Third, the report seems to imply that the West Coast companies are being sued because they are located on the West Coast.. The report is written by the law firm's West Coast office and is clearly intended for West Coast companies, and the statistical analysis is clearly intended to convey meaning for those companies as West Coast companies.

But if plaintiffs’ lawyers really were targeting West Coast companies as West Coast companies in 2007, you would expect the lawsuits against the West Coast firms to have continued in 2008. Actually, the exact opposite has happened. While West Coast companies arguably were sued frequently in 2007, they have been sued infrequently in 2008. Through the first quarter of 2008, only six companies located in the Ninth Circuit have been sued in securities lawsuits, even though the number of filings overall in the first quarter  (52) was up compared the number of filings in 2006 and 2007, as I detailed in yesterday’s post.

The increased number of lawsuits against West Coast companies in 2007 can only have meaning for those companies as West Coast companies if the reduced number of lawsuits against West Coast companies so far in 2008 also has meaning for the companies as West Coast companies. The strong suggestion is that something other than geography alone explains both ends of this equation.

(As an aside, the potential role of geography in predicting securities lawsuit frequency was a recurring statistical question in my former life as a D & O underwriter. Brokers in the Midwest contended that Midwestern companies were less likely to be sued, and therefore all Midwestern companies should receive a D & O insurance premium discount. We could never prove that geography alone was an accurate predictor of securities litigation frequency; rather, what we found was that geography coincided with some other factor – usually industry – that was the true frequency predictor. An esteemed former colleague who taught me everything I know on this topic referred to this phenomenon as “multicollinearity “.)

The report also strains when it attempts to use the 2007 dismissals and settlements to analyze the 2007 filings.

Obviously, the cases that were dismissed or settled in 2007 were mostly filed before 2007. The fact that cases filed before 2007 were dismissed in 2007 really doesn’t tell you whether or not the cases filed in 2007 are meritorious or if “corporate malfeasance” is or is not “on the rise.” It is likely that the cases dismissed or settled in 2007 were actually filed over the course of several calendar years, so the raw numbers of dismissals, settlements and filings in a single calendar year may have little or no meaningful interrelationship, and further data (such as, for example, the total number and filing dates of pending cases) is required to make any useful comparisons or even to try to conclude, for example,  that West Coast courts have become "less receptive."  

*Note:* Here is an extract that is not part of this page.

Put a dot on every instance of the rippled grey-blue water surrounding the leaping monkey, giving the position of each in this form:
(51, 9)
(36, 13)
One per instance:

The fact that median settlements in 2007 in the Ninth Circuit were lower than prior years’ median settlements tells you only that the median was lower. It does not tell you whether or not the 2007 settlements were “cheaper” than settlements in prior years in the Ninth Circuit or than 2007 settlements elsewhere, as these kinds of comparisons require not only the dollar figure at which the cases settled, but also the amount of investor loss that was at stake for each case category compared. Without further information, there is no way to know whether or not the lower 2007 median is simply due to smaller cases being settled in 2007 than in prior years in the Ninth Circuit, or in 2007 elsewhere. There is certainly nothing about the lower 2007 median alone that analytically supports the view that 2007 cases filed in California are “weaker than those filed in New York and elsewhere.”

The report’s commentary about the options backdating cases is interesting, and the most useful addition I can make to the report’s analysis about option backdating case dispositions is to refer readers to my running list of options backdating settlements, dismissals and denials, which can be accessed here.

And finally, because I can’t seem to write a concluding paragraph for this post without discretion making me hit the delete button, that’s a wrap.